On this last day before the one that will live in infamy, Erik Loomis looks at lessons from past activism. Loomis points to a piece by Michele Goldberg, on "ACT-UP as an important model for us to learn about in resisting Trump and that the veterans of that movement, born out of complete desperation in the face of massive death and institutional indifference, will play a very important role in the next 4 years."

Commenter LWA adds—
I've used the ACT-UP/ SSM activists as a model for a while now.
It isn't that they are a perfect analog for what is happening now, nothing ever is.

The salient lesson for me is that public opinion and the "conventional wisdom" that gets spouted endlessly by media is actually a highly malleable thing, subject to persuasion and influence.

In 1985 it was conventional wisdom that homosexuality was a strange lifestyle choice, and some people were liberal enough to tolerate it, within sensible restraints.

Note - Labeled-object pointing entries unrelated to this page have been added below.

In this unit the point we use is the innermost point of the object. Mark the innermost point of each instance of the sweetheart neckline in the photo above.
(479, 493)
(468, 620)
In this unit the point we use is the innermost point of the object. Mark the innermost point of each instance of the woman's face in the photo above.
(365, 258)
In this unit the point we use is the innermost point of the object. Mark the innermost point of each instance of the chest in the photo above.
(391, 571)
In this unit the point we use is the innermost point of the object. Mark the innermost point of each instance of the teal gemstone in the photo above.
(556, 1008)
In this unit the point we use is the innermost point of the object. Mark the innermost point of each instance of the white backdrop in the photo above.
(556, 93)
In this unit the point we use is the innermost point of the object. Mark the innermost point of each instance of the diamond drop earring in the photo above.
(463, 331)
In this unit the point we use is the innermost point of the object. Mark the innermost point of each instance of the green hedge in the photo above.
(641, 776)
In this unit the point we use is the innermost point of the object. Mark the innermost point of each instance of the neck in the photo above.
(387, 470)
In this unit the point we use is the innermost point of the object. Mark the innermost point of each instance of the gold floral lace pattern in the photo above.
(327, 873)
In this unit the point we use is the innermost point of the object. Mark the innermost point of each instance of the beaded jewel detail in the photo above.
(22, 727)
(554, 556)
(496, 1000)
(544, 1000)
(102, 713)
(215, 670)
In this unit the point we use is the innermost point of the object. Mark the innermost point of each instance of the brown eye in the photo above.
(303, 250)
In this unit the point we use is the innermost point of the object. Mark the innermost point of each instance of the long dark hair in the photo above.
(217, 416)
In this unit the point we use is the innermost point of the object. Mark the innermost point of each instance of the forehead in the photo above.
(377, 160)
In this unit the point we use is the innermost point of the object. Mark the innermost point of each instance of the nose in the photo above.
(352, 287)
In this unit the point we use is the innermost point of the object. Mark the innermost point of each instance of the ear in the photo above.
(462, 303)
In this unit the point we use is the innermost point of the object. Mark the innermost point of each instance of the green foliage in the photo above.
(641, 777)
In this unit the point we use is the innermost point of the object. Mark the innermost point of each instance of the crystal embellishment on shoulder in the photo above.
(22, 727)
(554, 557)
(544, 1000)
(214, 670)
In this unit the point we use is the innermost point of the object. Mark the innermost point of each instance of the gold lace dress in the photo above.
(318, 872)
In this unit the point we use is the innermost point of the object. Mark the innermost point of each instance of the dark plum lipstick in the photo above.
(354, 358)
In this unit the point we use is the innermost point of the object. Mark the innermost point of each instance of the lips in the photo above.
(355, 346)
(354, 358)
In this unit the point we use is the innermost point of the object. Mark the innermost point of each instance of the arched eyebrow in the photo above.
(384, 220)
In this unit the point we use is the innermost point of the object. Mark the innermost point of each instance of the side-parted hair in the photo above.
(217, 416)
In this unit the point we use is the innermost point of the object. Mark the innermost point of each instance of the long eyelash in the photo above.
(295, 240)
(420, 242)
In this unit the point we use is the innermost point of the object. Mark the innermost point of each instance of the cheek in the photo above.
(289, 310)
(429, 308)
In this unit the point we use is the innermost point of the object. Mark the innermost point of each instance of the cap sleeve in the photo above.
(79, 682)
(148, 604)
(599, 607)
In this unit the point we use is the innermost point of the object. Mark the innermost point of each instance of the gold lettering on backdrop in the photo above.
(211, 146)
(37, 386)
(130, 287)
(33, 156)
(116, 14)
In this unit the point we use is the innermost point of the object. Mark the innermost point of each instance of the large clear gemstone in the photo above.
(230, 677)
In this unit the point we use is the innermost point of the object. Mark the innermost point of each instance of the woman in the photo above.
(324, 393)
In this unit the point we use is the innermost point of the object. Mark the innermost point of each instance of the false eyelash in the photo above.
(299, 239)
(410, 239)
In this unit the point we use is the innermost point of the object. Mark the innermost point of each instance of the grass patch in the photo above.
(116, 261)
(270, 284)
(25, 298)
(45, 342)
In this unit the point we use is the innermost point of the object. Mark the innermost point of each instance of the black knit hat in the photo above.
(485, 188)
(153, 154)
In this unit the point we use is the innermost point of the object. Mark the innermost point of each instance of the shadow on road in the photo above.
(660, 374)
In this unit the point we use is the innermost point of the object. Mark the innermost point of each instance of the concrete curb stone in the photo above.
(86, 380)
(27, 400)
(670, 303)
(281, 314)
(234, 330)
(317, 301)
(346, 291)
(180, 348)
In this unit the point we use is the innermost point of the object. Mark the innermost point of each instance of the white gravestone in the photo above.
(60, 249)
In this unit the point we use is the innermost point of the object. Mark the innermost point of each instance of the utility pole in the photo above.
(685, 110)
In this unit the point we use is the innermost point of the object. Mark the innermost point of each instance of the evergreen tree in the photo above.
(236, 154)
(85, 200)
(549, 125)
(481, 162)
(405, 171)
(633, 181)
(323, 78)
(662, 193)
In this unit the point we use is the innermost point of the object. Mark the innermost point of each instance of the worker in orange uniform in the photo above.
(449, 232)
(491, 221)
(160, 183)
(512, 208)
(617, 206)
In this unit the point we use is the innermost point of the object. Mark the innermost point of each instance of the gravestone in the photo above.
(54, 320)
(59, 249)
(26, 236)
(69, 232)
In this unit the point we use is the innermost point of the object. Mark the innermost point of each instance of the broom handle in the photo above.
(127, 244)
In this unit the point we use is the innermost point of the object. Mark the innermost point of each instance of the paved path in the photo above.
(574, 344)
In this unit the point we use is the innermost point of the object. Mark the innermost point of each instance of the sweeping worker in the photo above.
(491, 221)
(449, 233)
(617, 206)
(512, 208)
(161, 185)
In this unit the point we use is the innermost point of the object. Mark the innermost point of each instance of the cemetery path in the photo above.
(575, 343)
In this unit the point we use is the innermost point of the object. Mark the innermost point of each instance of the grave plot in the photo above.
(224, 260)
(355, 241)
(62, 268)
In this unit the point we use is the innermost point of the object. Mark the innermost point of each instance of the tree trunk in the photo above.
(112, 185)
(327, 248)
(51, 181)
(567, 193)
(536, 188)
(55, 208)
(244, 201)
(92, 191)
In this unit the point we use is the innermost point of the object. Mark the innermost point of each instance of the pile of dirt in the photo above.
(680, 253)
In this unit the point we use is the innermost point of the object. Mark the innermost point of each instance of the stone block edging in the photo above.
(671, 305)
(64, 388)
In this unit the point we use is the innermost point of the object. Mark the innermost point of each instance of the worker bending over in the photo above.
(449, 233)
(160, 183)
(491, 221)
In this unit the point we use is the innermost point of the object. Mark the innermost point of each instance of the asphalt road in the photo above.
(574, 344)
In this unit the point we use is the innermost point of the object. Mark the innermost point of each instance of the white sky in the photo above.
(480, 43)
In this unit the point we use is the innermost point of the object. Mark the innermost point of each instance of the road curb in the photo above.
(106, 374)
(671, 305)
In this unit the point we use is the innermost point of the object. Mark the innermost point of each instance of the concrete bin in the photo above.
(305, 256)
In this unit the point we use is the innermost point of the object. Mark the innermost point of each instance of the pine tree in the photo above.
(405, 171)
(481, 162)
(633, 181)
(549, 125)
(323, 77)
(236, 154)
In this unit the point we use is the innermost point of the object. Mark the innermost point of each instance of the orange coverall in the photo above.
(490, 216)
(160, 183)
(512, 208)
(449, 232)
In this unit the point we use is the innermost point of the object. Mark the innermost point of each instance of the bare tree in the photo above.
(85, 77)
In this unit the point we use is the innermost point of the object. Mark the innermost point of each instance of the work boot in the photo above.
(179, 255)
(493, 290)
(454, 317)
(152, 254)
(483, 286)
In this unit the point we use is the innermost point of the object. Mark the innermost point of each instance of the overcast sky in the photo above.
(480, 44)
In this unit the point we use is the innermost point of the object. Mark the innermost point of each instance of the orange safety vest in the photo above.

The astonishing turnabout in public opinion didn't just happen, it was the result of constant pressure and argumentation and activism.
It was activists willing to be assholes and ruin dinner parties, willing to be "counterproductive" with protests at churches, to be annoying and exasperating.

There is always a strain in activist thought that we should change things, but there should never be unpleasantness or anger or discomfort.
But it never works that way- social change is always painful and awkward and involves suffering.

And I say this as someone with Trump voters in my immediate and extended family, with all the strain and icy conversations that result.